Science Answers The Question Of Whether Being In A Loving Relationship Makes You Fat Or Not

We’ve all witnessed some of our friends growing in size every time you see them but on the other hand, I’ve also seen couples who have lost weight during their relationship. However, according to the 2013 published study “Marital Satisfaction Predicts Weight Gain in Early Marriage” by The American Psychological Association, it seems that happy couples did indeed see a weight increase.

Following 169 newly married couples biannually over the course of four years, researches recorded and evaluated several covariates such as height, weight, marital satisfaction, stress etc.

The following statements show the two conflicting models: The Health Regulation Model Vs. The Mating Market Model

“The health regulation model suggests that satisfying relationships facilitate the functions of marriage that promote health. Thus, spouses should be most likely to gain weight when either partner is less satisfied because marital strain causes stress that interferes with self-regulatory behaviours.”

“The mating market model, in contrast, suggests that weight maintenance is motivated primarily by the desire to attract a mate. Thus, spouses should be least likely to gain weight when either partner is less satisfied because they should feel an increased need to attract a new mate.”

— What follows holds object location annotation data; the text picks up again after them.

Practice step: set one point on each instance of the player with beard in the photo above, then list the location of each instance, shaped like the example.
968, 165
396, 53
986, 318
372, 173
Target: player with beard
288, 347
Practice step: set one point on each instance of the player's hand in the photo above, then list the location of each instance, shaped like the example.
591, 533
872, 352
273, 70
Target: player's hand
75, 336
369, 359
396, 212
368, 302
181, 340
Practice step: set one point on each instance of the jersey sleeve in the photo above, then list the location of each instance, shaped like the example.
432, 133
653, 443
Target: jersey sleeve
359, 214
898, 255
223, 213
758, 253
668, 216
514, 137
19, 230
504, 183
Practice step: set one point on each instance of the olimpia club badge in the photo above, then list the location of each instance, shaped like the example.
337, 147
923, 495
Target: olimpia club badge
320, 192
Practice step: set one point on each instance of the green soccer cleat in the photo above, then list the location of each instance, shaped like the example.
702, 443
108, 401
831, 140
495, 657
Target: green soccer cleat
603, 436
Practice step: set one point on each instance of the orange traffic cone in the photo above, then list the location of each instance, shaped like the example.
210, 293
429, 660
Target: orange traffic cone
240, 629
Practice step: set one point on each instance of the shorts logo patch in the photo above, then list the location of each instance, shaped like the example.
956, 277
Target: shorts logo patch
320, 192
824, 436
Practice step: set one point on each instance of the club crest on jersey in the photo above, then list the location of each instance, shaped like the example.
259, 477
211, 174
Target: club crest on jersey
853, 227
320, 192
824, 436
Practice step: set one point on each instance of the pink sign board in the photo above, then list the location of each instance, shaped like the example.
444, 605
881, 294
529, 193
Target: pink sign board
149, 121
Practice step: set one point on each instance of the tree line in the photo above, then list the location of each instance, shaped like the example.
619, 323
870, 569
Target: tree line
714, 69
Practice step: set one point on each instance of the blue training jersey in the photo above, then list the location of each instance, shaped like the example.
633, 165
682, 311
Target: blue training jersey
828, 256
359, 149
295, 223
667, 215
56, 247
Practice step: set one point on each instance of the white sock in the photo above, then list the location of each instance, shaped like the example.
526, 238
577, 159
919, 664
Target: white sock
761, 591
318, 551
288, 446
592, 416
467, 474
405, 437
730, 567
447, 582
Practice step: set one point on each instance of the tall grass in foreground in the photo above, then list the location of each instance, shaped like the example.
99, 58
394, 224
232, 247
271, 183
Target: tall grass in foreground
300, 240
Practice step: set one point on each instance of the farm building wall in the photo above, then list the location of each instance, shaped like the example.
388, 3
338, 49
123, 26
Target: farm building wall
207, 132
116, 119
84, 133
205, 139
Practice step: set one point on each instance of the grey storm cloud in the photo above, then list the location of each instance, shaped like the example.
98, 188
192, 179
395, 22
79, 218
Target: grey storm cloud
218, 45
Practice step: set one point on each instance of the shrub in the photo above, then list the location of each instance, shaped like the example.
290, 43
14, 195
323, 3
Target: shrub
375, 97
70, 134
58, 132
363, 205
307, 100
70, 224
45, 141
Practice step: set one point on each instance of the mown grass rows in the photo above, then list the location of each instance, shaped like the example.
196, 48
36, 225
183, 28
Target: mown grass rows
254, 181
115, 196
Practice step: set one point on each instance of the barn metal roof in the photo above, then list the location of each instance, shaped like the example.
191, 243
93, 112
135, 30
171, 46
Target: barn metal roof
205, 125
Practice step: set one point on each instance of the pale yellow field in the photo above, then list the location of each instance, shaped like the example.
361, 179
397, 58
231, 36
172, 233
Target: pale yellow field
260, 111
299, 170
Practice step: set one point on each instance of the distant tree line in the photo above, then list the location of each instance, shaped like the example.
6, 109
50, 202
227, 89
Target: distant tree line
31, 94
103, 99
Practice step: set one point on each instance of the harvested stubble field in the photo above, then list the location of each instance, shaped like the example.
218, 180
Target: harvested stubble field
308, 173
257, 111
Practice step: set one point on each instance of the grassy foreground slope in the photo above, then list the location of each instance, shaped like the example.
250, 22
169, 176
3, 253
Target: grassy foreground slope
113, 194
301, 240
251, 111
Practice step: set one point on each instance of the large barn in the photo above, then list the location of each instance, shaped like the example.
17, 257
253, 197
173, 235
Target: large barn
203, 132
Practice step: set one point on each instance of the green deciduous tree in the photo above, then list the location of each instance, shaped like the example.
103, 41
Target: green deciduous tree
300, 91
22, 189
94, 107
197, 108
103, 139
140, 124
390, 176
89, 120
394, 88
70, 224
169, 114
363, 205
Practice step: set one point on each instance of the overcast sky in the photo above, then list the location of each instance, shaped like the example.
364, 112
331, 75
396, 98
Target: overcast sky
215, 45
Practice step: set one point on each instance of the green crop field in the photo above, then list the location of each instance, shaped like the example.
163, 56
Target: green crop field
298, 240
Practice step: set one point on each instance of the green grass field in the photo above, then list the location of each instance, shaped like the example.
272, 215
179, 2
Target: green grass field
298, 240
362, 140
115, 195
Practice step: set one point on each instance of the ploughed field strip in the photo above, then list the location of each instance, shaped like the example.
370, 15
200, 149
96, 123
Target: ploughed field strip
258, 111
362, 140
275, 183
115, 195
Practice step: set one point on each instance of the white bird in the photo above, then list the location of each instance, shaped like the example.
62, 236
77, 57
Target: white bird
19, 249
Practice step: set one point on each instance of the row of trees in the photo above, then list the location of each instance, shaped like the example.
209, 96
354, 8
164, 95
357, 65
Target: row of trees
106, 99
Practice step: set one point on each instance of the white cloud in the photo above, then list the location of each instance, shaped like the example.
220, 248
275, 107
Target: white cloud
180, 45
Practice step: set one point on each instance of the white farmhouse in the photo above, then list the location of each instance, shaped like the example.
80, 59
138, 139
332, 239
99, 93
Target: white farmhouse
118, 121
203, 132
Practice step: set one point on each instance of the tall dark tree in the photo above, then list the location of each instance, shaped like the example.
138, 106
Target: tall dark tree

According to the study, the results supports the mating market model. Their own and partner satisfaction were positively associated with the changes in their weight. “Spouses who were less satisfied than usual or had partners who were less satisfied than usual were more likely to consider divorce and thus less likely to gain weight.”



“Spouses in satisfying relationships relax their efforts to maintain their weight because they are no longer motivated to attract a mate.”

Sarah Novak, associate professor of psychology at Hofstra University and coauthor of the study, told Elite Daily that couples don’t necessarily get fat together. “We’re talking 5, 10, maybe 15 pounds over four years. That’s not a lot, but it can be a meaningful amount for potential health risks like Type 2 diabetes and heart disease, especially if the pattern continues over more time.”

“If you run five miles every day because you enjoy it, being in a stable, happy relationship won’t undermine that. But if you run five miles every day because you want to look cute to attract someone new, you’ll lose that motivation when you’re in a happy relationship.”

“People’s priorities are different when they think they might have to date and attract someone new. If you think your relationship might end, you might prioritize healthy eating and working out. If you’re comfortable in your marriage, you might prioritize activities that are more pleasurable, like sleeping in or sharing brunch.”